Geachte heer/mevrouw,

Hierbij bevestig ik de ontvangst van uw beroepschrift tegen de uitspraak van 21 december 2006, nr. AWB 05/1407.

Bij de behandeling van het beroep neemt de Raad de richtlijnen in acht die zijn neergelegd in de Procesregeling bestuursrechterlijke colleges 2006. De tekst van deze procesregeling vindt u op de site van de Raad op www.rechtspraak.nl via de rubrieken "Voor juristen" en "Regelingen". Met deze richtlijnen wordt onder meer beoogd de bij de Raad aanhangige procedures zo kort mogelijk te houden. Om dit doel te bereiken hanteert de Raad vaste termijnen voor de verschillende onderdelen van de procedure. Deze termijnen zullen, voor zover voor u van belang, steeds schriftelijk worden meegedeeld. Van de gestelde termijnen wordt in beginsel niet afgeweken. Uitstel voor het verrichten van proceshandelingen wordt aan de betrokken partijen slechts verleend in bijzondere omstandigheden en indien daarom tijdig (dat wil zeggen voor het einde van de termijn), onder opgave van redenen, is verzocht.

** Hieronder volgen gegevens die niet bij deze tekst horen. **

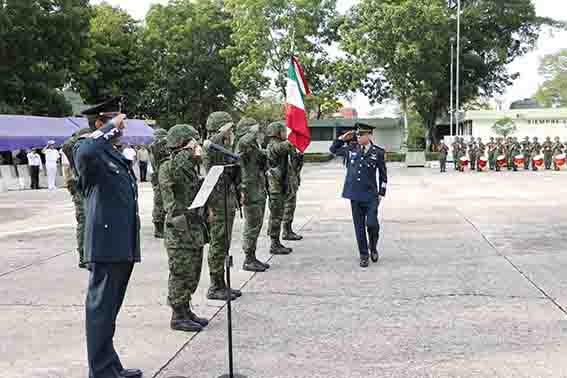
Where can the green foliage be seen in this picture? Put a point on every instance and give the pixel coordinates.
(39, 45)
(416, 134)
(190, 78)
(432, 156)
(395, 157)
(553, 91)
(265, 111)
(318, 157)
(504, 127)
(113, 63)
(405, 43)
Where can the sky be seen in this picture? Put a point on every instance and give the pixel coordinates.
(525, 86)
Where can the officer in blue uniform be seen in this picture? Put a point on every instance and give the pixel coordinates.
(363, 187)
(112, 237)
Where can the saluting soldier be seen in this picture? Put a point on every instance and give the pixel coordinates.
(365, 186)
(527, 151)
(557, 150)
(480, 149)
(219, 125)
(491, 153)
(547, 147)
(535, 150)
(472, 153)
(443, 151)
(253, 189)
(456, 145)
(112, 241)
(498, 151)
(515, 149)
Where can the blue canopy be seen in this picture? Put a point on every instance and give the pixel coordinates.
(25, 132)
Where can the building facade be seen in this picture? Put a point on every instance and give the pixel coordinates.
(539, 123)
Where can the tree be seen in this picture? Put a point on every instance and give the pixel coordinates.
(39, 45)
(190, 77)
(553, 91)
(406, 44)
(504, 127)
(265, 110)
(114, 63)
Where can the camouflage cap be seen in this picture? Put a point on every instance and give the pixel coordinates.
(244, 126)
(275, 128)
(160, 134)
(180, 135)
(217, 120)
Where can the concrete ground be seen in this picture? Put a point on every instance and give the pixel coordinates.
(471, 284)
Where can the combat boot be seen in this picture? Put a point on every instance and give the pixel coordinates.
(158, 230)
(276, 248)
(217, 290)
(253, 265)
(373, 244)
(180, 321)
(191, 315)
(288, 233)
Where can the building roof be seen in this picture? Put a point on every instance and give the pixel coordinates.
(379, 123)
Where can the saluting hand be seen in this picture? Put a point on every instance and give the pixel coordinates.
(347, 137)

Op basis van de Wet bescherming persoonsgegevens deel ik u hierbij mee, dat de persoonsgegevens van partijen, voorzover nodig, worden verwerkt in een registratiesysteem.

Te zijner tijd ontvangt u nader bericht.

Hoogachtend,
de griffier,
v.d. ###
M?.


Vervolgens ontving ik de volgende brief.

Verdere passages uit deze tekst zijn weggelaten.